Categoria Ambiente, Energia

A capacidade instalada de sistemas solares térmicos sofreu um decréscimo médio anual de 27% entre 2010 e 2014, esperando-se uma estabilização para este ano de 2015, revela o Observador Solar Térmico. Estes dados são, contudo, contrários aos objetivos definidos no Plano Nacional para a Eficiência Energética e Energias Renováveis, publicado a 10 de abril de 2013.  Segundo as previsões apontadas no relatório – OST 1S 2015 – ficam por instalar cerca de 1.117.46 m2 de sistemas solares até 2020.

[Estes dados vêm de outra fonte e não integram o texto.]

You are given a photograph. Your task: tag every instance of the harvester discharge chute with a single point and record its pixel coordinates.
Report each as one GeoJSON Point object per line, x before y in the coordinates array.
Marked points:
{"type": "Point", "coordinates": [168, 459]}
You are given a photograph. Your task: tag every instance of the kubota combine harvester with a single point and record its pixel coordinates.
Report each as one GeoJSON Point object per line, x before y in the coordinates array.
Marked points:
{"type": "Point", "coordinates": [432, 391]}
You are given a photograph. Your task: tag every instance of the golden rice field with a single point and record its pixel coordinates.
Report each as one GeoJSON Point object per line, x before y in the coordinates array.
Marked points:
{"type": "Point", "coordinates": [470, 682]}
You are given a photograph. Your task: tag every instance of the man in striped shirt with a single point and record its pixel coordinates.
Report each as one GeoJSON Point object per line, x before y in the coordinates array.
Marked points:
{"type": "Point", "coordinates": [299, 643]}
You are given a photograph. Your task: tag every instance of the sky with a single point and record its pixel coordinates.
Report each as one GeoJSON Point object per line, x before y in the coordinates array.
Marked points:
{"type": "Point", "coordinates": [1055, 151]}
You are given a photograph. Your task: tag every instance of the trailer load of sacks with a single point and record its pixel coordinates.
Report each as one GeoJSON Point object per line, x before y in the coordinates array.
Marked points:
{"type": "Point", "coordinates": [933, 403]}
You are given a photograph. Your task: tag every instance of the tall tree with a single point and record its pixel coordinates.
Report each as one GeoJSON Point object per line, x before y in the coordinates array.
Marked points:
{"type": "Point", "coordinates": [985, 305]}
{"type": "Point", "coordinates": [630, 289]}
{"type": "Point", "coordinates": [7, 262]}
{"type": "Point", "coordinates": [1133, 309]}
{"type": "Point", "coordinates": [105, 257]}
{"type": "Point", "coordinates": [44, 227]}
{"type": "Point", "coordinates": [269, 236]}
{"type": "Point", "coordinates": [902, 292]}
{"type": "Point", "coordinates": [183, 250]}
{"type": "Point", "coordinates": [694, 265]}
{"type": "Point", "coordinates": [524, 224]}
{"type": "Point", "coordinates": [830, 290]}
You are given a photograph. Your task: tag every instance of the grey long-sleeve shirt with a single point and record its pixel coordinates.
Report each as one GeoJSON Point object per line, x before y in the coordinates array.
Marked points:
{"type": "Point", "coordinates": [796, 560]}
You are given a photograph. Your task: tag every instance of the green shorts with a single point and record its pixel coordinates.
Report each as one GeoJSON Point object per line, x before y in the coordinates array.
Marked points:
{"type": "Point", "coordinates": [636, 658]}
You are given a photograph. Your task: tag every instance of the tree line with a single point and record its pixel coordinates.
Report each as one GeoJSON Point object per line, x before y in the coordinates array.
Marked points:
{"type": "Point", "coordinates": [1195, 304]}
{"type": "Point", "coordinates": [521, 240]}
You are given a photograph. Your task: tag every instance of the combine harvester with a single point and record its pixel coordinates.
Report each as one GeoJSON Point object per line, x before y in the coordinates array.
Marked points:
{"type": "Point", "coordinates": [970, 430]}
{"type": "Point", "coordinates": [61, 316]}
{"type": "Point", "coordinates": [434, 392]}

De acordo com a Apisolar, representante da indústria solar em Portugal, perante esta realidade, o governo”terá de adotar com a maior brevidade, programas e medidas ajustados ao perfil de consumo dos portugueses que permitam alavancar o setor solar térmico nos próximos cinco anos”.

Recorde-se que no Plano Nacional para a Eficiência Energética e Energias Renováveis, definiram-se dois objetivos primordiais até 2016: duplicar a poupança energética através do Sistema de Eficiência Energética dos Edifícios, o que significa poupar 160.745 tep e aumentar em 72% a poupança energética através de solar térmico no programa Renováveis na Hora, diga-se evitar 73.607 tep.

Neste contexto, determinou-se que até 2020 devem instalar-se 2.214.282 m2 de sistemas solares térmicos, o que corresponde a um crescimento médio anual de 11,5% entre 2010 e 2020, realidade ainda longe de acontecer.